女性映画の巨匠として世界的な名声を手にする溝口健二監督の、初期代表作『祇園の姉妹(きょうだい)』。1936年(昭和11年)に公開され、当時19歳だった山田五十鈴は、オープニングからシュミーズ一枚で登場するこの“おもちゃ”役でスターとなりました。
若さと美貌、流麗な京都弁。男好みの“女らしさ”の塊でありながら、花街の構造的女性差別を怜悧に見抜き、その世界に飲み込まれてたまるかと、舌鋒鋭く斬りまくります。昭和11年にこんなガチフェミニストが映画に登場していたとは驚きです。演じる山田五十鈴の、パンチのある個性あってこそ成立する最高にヒップな役ですが、なにかが、どうも、引っかかります。この違和感は何!?
姉妹のキャラクターの対比とプロット、センス溢れるカメラワーク、女性の明け透けさが魅力のセリフなど、美点を挙げれば数限りないけれど、どうも底の方にはひんやりさせられるものが流れている気がするのです。それは、おもちゃが酷い目に遭い、悔し涙を流すラストシーンの非情な突き放し方で明らかになりました。
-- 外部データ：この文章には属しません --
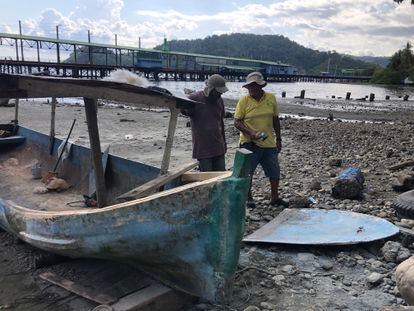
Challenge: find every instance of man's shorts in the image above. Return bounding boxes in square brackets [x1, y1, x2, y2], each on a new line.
[240, 142, 280, 179]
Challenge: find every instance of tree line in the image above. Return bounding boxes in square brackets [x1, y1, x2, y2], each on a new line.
[371, 43, 414, 84]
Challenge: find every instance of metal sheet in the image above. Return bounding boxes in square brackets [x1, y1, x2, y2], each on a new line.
[243, 209, 400, 245]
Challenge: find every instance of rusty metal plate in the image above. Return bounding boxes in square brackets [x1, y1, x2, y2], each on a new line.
[243, 209, 399, 245]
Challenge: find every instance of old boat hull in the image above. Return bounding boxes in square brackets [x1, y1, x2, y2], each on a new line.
[0, 135, 25, 146]
[0, 127, 250, 302]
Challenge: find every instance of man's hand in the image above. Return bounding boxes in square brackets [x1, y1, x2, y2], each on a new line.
[251, 131, 261, 140]
[276, 139, 282, 152]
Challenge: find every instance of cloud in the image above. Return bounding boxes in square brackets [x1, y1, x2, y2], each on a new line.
[1, 0, 413, 56]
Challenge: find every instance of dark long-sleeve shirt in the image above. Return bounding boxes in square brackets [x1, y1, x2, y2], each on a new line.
[183, 91, 226, 159]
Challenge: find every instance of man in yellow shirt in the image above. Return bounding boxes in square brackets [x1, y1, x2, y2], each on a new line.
[234, 71, 287, 208]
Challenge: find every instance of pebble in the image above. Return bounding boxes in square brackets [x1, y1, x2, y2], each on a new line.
[320, 260, 334, 270]
[272, 274, 285, 285]
[243, 306, 260, 311]
[281, 265, 296, 275]
[260, 302, 277, 310]
[342, 278, 352, 286]
[381, 241, 402, 262]
[367, 272, 384, 286]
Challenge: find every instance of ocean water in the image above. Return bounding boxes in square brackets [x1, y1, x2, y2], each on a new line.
[154, 81, 414, 101]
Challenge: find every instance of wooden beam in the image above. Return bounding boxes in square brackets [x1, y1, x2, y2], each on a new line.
[84, 97, 106, 208]
[388, 160, 414, 171]
[14, 98, 19, 123]
[0, 74, 196, 109]
[49, 97, 56, 154]
[160, 108, 178, 175]
[110, 283, 192, 311]
[39, 272, 117, 305]
[181, 171, 230, 183]
[115, 161, 198, 203]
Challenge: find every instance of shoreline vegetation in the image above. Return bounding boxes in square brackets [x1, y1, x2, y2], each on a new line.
[371, 43, 414, 85]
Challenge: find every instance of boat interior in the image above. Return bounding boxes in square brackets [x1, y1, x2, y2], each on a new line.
[0, 125, 231, 212]
[0, 74, 234, 212]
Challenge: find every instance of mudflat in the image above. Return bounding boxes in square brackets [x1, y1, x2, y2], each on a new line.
[0, 96, 414, 310]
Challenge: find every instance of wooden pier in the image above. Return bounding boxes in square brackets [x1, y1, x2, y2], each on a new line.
[0, 32, 372, 82]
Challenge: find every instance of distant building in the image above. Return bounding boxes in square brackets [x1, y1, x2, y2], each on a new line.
[133, 49, 297, 75]
[340, 69, 355, 76]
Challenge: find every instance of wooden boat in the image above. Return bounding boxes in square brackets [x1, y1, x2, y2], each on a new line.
[0, 73, 251, 303]
[0, 123, 25, 146]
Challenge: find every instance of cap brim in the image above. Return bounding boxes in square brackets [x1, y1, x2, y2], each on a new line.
[215, 86, 229, 94]
[242, 80, 267, 88]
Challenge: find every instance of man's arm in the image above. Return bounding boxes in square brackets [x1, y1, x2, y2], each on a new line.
[234, 118, 260, 140]
[273, 115, 282, 151]
[180, 108, 193, 117]
[220, 101, 227, 151]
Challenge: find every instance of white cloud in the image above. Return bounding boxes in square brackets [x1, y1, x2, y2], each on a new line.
[1, 0, 413, 56]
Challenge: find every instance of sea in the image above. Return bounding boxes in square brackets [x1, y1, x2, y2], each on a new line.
[28, 81, 414, 113]
[154, 81, 414, 101]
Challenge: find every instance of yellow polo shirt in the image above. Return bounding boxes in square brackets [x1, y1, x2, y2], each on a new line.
[235, 92, 279, 148]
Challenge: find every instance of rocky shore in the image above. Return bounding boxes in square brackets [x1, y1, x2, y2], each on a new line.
[1, 97, 414, 310]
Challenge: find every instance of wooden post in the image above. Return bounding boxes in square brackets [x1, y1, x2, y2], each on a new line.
[84, 97, 106, 207]
[346, 92, 351, 100]
[300, 90, 305, 99]
[232, 149, 252, 178]
[281, 91, 286, 98]
[14, 98, 19, 124]
[369, 93, 375, 102]
[160, 108, 178, 175]
[49, 97, 57, 154]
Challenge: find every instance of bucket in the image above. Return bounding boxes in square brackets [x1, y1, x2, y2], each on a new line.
[31, 161, 42, 179]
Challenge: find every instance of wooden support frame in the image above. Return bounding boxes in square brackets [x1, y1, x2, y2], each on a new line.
[0, 74, 196, 110]
[84, 97, 106, 208]
[14, 98, 19, 124]
[115, 161, 198, 203]
[49, 97, 56, 154]
[160, 108, 178, 175]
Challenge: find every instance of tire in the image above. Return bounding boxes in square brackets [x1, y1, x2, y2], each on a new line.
[392, 190, 414, 219]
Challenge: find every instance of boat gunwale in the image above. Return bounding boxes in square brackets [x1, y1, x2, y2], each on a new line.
[1, 171, 234, 217]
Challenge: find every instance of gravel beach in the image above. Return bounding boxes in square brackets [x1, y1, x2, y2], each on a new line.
[1, 96, 414, 310]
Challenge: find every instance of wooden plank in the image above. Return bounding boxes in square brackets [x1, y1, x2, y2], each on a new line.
[110, 283, 192, 311]
[181, 171, 230, 183]
[115, 161, 198, 203]
[0, 74, 196, 109]
[14, 98, 19, 123]
[84, 97, 106, 207]
[89, 145, 110, 197]
[39, 272, 118, 305]
[160, 108, 178, 175]
[388, 160, 414, 171]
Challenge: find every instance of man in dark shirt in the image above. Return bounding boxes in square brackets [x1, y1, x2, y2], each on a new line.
[182, 74, 228, 171]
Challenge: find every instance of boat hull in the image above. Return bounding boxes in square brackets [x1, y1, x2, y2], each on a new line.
[0, 174, 249, 302]
[0, 127, 250, 302]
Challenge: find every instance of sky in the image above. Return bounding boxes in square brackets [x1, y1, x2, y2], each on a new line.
[0, 0, 413, 58]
女性が女性であるからこそ味わう不幸や不遇。それを溝口は、美しいもの、感動的なもの、映画的なものとして描きます。女性の不幸をリアルに描けば描くほど、偉くなっていった溝口健二。だけどその映画には、女性への救いの手は差し伸べられていない。現代の感覚で観ると、これも一種の女性のスポイルに思えてならないのでした。